I have finished the writeup for my dissertation research design (deliverable for KA 753B); here is an excerpt with the problem statement and the method overview. This will go into my concept paper.
In most cases, when a person is faced with a challenge or a problem, he resolves it through an individual cognition process, and by accessing his personal knowledge base, which may include known facts, information and existing experience in solving similar problems, plus the knowledge about how and where to access additional resources. This type of problem-solving is a solitary and slow process, and may be quite inefficient, especially in a time-sensitive situation. It may also be ineffective if the prior experience or readily available resources are not adequate for the particular type of the problem. In some environments, people are beginning to turn to collaborative problem-solving instead. More often than not, this collaborative problem-solving is not a part of a structured, well-defined issue resolution process, but rather is a product of self-organized, ad-hoc collaboration between weakly connected, cross-functional team members.
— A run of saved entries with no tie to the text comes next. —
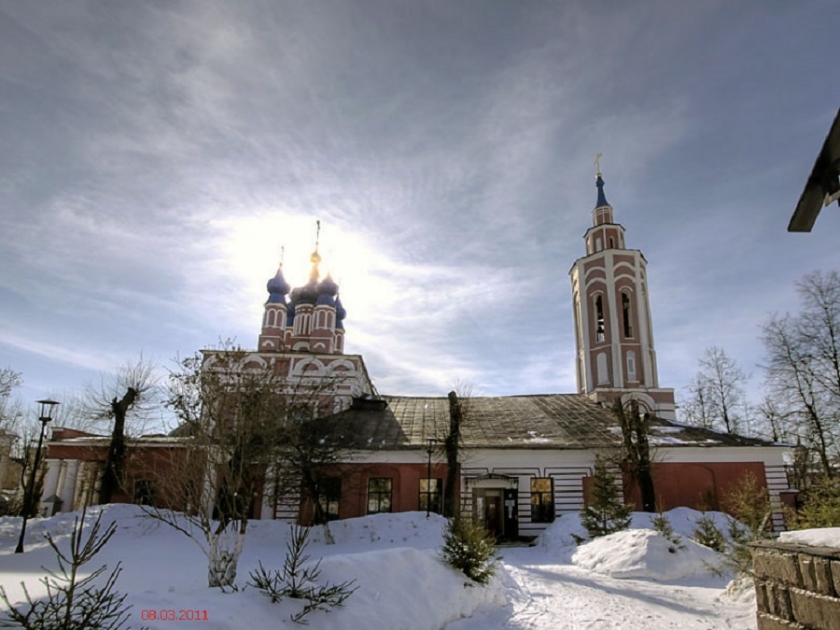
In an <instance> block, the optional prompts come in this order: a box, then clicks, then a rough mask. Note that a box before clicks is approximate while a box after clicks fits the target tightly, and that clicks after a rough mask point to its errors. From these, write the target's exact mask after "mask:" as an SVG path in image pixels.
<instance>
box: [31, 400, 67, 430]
mask: <svg viewBox="0 0 840 630" xmlns="http://www.w3.org/2000/svg"><path fill="white" fill-rule="evenodd" d="M35 402H37V403H38V404H39V405H41V411H40V413H39V414H38V420H40V421H41V422H43V423H44V424H46V423H47V422H49V421H50V420H52V412H53V409H54V408H55V406H56V405H59V404H61V403H59V402H57V401H55V400H50V399H49V398H47V399H46V400H36V401H35Z"/></svg>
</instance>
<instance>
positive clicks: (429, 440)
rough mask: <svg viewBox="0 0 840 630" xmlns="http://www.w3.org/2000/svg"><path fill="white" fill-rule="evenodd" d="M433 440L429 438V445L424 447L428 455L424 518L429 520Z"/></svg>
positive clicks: (434, 440)
mask: <svg viewBox="0 0 840 630" xmlns="http://www.w3.org/2000/svg"><path fill="white" fill-rule="evenodd" d="M435 442H437V440H436V439H435V438H429V445H428V446H427V447H426V453H428V455H429V463H428V466H427V468H426V518H429V512H430V511H431V508H432V453H434V452H435Z"/></svg>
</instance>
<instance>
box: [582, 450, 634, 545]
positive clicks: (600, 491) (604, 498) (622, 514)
mask: <svg viewBox="0 0 840 630" xmlns="http://www.w3.org/2000/svg"><path fill="white" fill-rule="evenodd" d="M632 511H633V507H632V506H631V505H628V504H625V503H624V501H623V499H622V496H621V491H620V490H619V488H618V487H617V486H616V484H615V477H614V475H613V474H612V473H611V472H610V470H609V469H608V468H607V462H606V460H605V459H604V458H603V457H602V456H600V455H596V456H595V467H594V472H593V474H592V488H591V491H590V493H589V501H587V502H586V503H585V504H584V506H583V508H582V509H581V511H580V521H581V524H582V525H583V526H584V527H585V528H586V531H587V532H588V533H589V537H590V538H598V537H599V536H606V535H608V534H612V533H615V532H619V531H621V530H623V529H627V528H628V527H629V526H630V520H631V518H632ZM574 538H575V540H576V542H577V543H578V544H580V543H581V542H583V540H584V539H583V538H581V537H580V536H574Z"/></svg>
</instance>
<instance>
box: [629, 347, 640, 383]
mask: <svg viewBox="0 0 840 630" xmlns="http://www.w3.org/2000/svg"><path fill="white" fill-rule="evenodd" d="M627 380H628V381H629V382H631V383H635V382H636V381H638V380H639V379H638V378H637V377H636V353H635V352H633V351H632V350H629V351H628V352H627Z"/></svg>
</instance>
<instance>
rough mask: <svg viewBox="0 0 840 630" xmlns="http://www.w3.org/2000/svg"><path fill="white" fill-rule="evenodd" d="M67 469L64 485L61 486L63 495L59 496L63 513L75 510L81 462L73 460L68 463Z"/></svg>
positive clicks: (67, 462)
mask: <svg viewBox="0 0 840 630" xmlns="http://www.w3.org/2000/svg"><path fill="white" fill-rule="evenodd" d="M66 464H67V468H66V471H65V473H64V483H63V484H62V486H61V491H60V492H61V493H60V494H59V495H58V496H59V497H61V501H62V503H61V511H62V512H69V511H71V510H74V509H75V505H73V499H74V498H75V496H76V479H77V478H78V473H79V460H78V459H71V460H68V461H67V462H66Z"/></svg>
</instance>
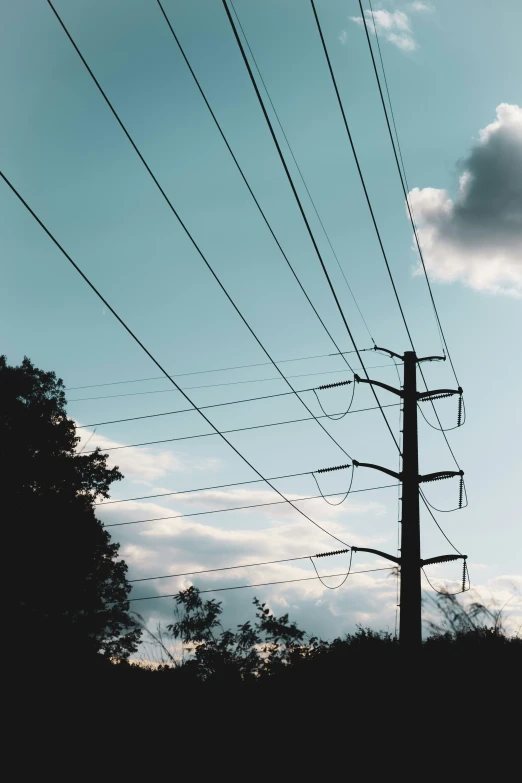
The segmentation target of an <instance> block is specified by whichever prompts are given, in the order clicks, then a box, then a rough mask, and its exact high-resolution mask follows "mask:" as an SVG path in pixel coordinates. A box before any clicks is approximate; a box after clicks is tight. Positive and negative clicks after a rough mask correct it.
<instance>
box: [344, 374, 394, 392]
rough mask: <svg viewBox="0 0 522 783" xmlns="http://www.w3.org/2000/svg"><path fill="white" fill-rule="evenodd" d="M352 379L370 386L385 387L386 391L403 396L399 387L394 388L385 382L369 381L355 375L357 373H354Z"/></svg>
mask: <svg viewBox="0 0 522 783" xmlns="http://www.w3.org/2000/svg"><path fill="white" fill-rule="evenodd" d="M353 377H354V379H355V380H356V381H357V383H369V384H371V385H372V386H380V387H381V389H386V391H391V393H392V394H396V395H397V396H398V397H404V394H403V392H402V391H401V390H400V389H395V388H394V387H393V386H388V384H387V383H381V382H380V381H371V380H370V379H369V378H368V379H367V378H361V376H360V375H357V373H355V374H354V376H353Z"/></svg>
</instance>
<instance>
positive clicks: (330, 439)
mask: <svg viewBox="0 0 522 783" xmlns="http://www.w3.org/2000/svg"><path fill="white" fill-rule="evenodd" d="M47 3H48V5H49V7H50V8H51V9H52V11H53V13H54V15H55V16H56V18H57V20H58V22H59V23H60V25H61V27H62V29H63V30H64V32H65V34H66V35H67V38H68V39H69V41H70V42H71V44H72V46H73V47H74V49H75V51H76V53H77V54H78V56H79V58H80V60H81V61H82V63H83V65H84V66H85V68H86V70H87V72H88V73H89V76H90V77H91V79H92V80H93V82H94V84H95V85H96V87H97V88H98V90H99V92H100V94H101V96H102V97H103V99H104V100H105V102H106V104H107V106H108V107H109V109H110V110H111V112H112V114H113V116H114V118H115V119H116V121H117V122H118V124H119V126H120V127H121V129H122V131H123V132H124V134H125V136H126V137H127V139H128V141H129V143H130V144H131V146H132V148H133V149H134V151H135V152H136V154H137V155H138V157H139V159H140V161H141V162H142V163H143V165H144V166H145V168H146V170H147V172H148V174H149V175H150V177H151V179H152V181H153V182H154V184H155V185H156V187H157V188H158V190H159V192H160V193H161V195H162V196H163V199H164V200H165V203H166V204H167V206H168V207H169V209H170V210H171V212H172V214H173V215H174V217H175V218H176V220H177V221H178V223H179V225H180V226H181V228H182V229H183V231H184V232H185V234H186V236H187V238H188V239H189V240H190V242H191V244H192V246H193V247H194V249H195V250H196V252H197V253H198V255H199V257H200V258H201V260H202V261H203V263H204V264H205V266H206V267H207V269H208V270H209V272H210V273H211V275H212V277H213V278H214V280H215V281H216V283H217V284H218V286H219V288H220V289H221V291H222V292H223V294H224V295H225V296H226V298H227V299H228V301H229V302H230V304H231V305H232V307H233V308H234V310H235V311H236V313H237V314H238V316H239V318H240V319H241V321H242V322H243V323H244V325H245V326H246V327H247V329H248V331H249V332H250V334H251V335H252V337H253V338H254V340H255V341H256V343H257V344H258V345H259V347H260V348H261V350H262V351H263V353H264V354H265V355H266V357H267V359H269V361H270V362H271V363H272V364H273V365H274V367H275V369H276V370H277V372H278V373H279V374H280V376H281V378H282V379H283V380H284V381H285V382H286V384H287V385H288V387H289V388H290V389H291V390H292V391H295V390H294V388H293V386H292V384H291V383H290V381H288V380H287V379H286V377H285V375H284V373H283V371H282V370H280V369H279V367H278V366H277V364H276V363H275V362H274V360H273V359H272V356H271V355H270V353H269V352H268V350H267V349H266V348H265V346H264V345H263V343H262V342H261V340H260V339H259V337H258V336H257V334H256V333H255V332H254V330H253V329H252V327H251V326H250V324H249V323H248V321H247V320H246V318H245V316H244V315H243V313H242V312H241V310H240V309H239V307H238V306H237V304H236V303H235V302H234V300H233V299H232V297H231V296H230V294H229V293H228V291H227V289H226V288H225V286H224V285H223V283H222V282H221V280H220V278H219V277H218V275H217V273H216V272H215V270H214V268H213V267H212V265H211V264H210V262H209V261H208V259H207V258H206V256H205V254H204V253H203V251H202V250H201V248H200V247H199V245H198V244H197V242H196V240H195V239H194V237H193V236H192V234H191V233H190V231H189V230H188V228H187V226H186V225H185V223H184V222H183V220H182V219H181V216H180V215H179V213H178V212H177V210H176V209H175V207H174V206H173V204H172V202H171V200H170V199H169V197H168V196H167V194H166V192H165V190H164V189H163V188H162V186H161V185H160V183H159V181H158V179H157V178H156V176H155V175H154V173H153V171H152V169H151V168H150V166H149V164H148V163H147V161H146V160H145V158H144V157H143V155H142V154H141V152H140V151H139V149H138V147H137V145H136V143H135V142H134V140H133V138H132V136H131V135H130V133H129V131H128V130H127V128H126V126H125V125H124V123H123V121H122V120H121V118H120V116H119V114H118V112H117V111H116V109H115V108H114V106H113V105H112V103H111V101H110V100H109V98H108V96H107V95H106V93H105V91H104V90H103V87H102V86H101V84H100V83H99V81H98V80H97V78H96V76H95V75H94V73H93V71H92V70H91V68H90V66H89V64H88V63H87V61H86V59H85V58H84V56H83V55H82V53H81V52H80V49H79V48H78V46H77V44H76V42H75V41H74V39H73V37H72V36H71V34H70V32H69V30H68V29H67V27H66V25H65V23H64V22H63V20H62V19H61V17H60V15H59V14H58V12H57V11H56V9H55V8H54V5H53V4H52V2H51V0H47ZM334 344H335V343H334ZM335 347H336V348H337V350H338V351H340V349H339V347H338V346H337V344H335ZM354 348H356V346H355V344H354ZM357 356H358V358H359V361H360V362H361V364H362V360H361V359H360V355H359V354H357ZM161 369H162V370H163V368H161ZM163 371H164V372H165V375H166V376H167V377H168V378H169V379H170V380H171V381H172V383H173V384H174V385H175V386H176V388H177V389H178V390H179V391H182V389H181V387H180V386H179V385H178V384H177V383H176V382H175V381H174V379H173V377H172V376H171V375H169V374H168V373H167V371H166V370H163ZM183 393H184V392H183ZM296 397H297V399H298V400H299V401H300V402H301V404H302V405H303V407H304V408H306V410H307V411H308V413H310V414H311V415H312V416H313V412H312V410H311V409H310V408H309V407H308V405H307V404H306V403H305V402H304V400H303V399H302V398H301V397H299V395H298V394H297V393H296ZM195 407H196V406H195ZM202 415H204V414H202ZM383 415H384V412H383ZM317 424H318V426H319V427H320V428H321V429H322V430H323V432H324V433H326V435H327V437H328V438H329V439H330V440H331V441H332V442H333V443H335V445H336V446H337V447H338V448H339V449H340V450H341V451H342V452H343V454H346V456H347V457H348V458H349V459H352V457H351V455H350V454H349V453H348V452H347V451H346V449H344V448H343V446H341V444H340V443H339V442H338V441H337V440H336V439H335V438H334V437H333V435H332V434H331V433H330V432H329V431H328V430H327V429H326V427H325V426H324V425H323V424H322V423H321V422H320V421H318V420H317Z"/></svg>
Experts and non-experts “swarm” over a problem until it is resolved. Only one person in this group has the actual responsibility to resolve the problem, and yet the group assumes collective ownership of the challenge. The groups are typically very small – 3-7 people. None of the participants in this collaborative problem-solving event may have the complete knowledge set that would allow them to solve the problem individually, but by integrating their individual experiences and knowledge banks, they co-construct the new knowledge about the problem at hand that gives the group the tools to solve the problem.
I am interested in understanding and describing the qualitatively different ways that the participants in these “swarms” make meaning of their experience. My main research question is: “How do people in collaborative problem-solving groups understand their experience?” If we knew more about how the individuals involved understand their experience, it might help us understand the genesis, operation, dissolution, and re-emergence of such groups.
The method I am planning to use is phenomenography. The reason I am considering this method is that it is well-suited for understanding the experiences of people, and especially for uncovering the differences between the ways people process their experiences.
Phenomenography is a second-order research method. In the first/second order dichotomy, first-order research describes the phenomenon as the researcher experiences it, while second-order research method focuses on other’s descriptions and experiences with the phenomenon. Phenomenography originated in Europe as a method to explore students’ conceptions of a learning process (Booth 1997; Marton 1981a; Marton 1981b; Marton and Booth 1997; Marton and Pang 2006; Renstrom, Andersson and Marton 1990). The method has since been applied to other group learning and sense-making scenarios (Andretta 2007; Collin 2006; Osteraker 2002; Paloniemi 2006; Prewitt 2005; Vallee 2006). A particular strength of phenomenography is its focus on the differences between the way individuals experience a process or a part of a process. As a result, the variety of points of view can create a rich fabric of meaning. In addition to enriching our knowledge of the meaning-making, phenomenography offers a strong practical application: since some ways of understanding the experience are more productive than others (Marton 1994), focusing individuals on understanding their experience in these more productive ways will help them to contribute and cooperate better. With this in mind, an ordered and prioritized list of people’s conceptions may help managers coach and mentor employees to support and promote the valuable mindsets. It also may help create better problem-resolution outcomes by focusing participants on a particularly productive way of framing the experience, and accelerate knowledge transition from tacit to explicit.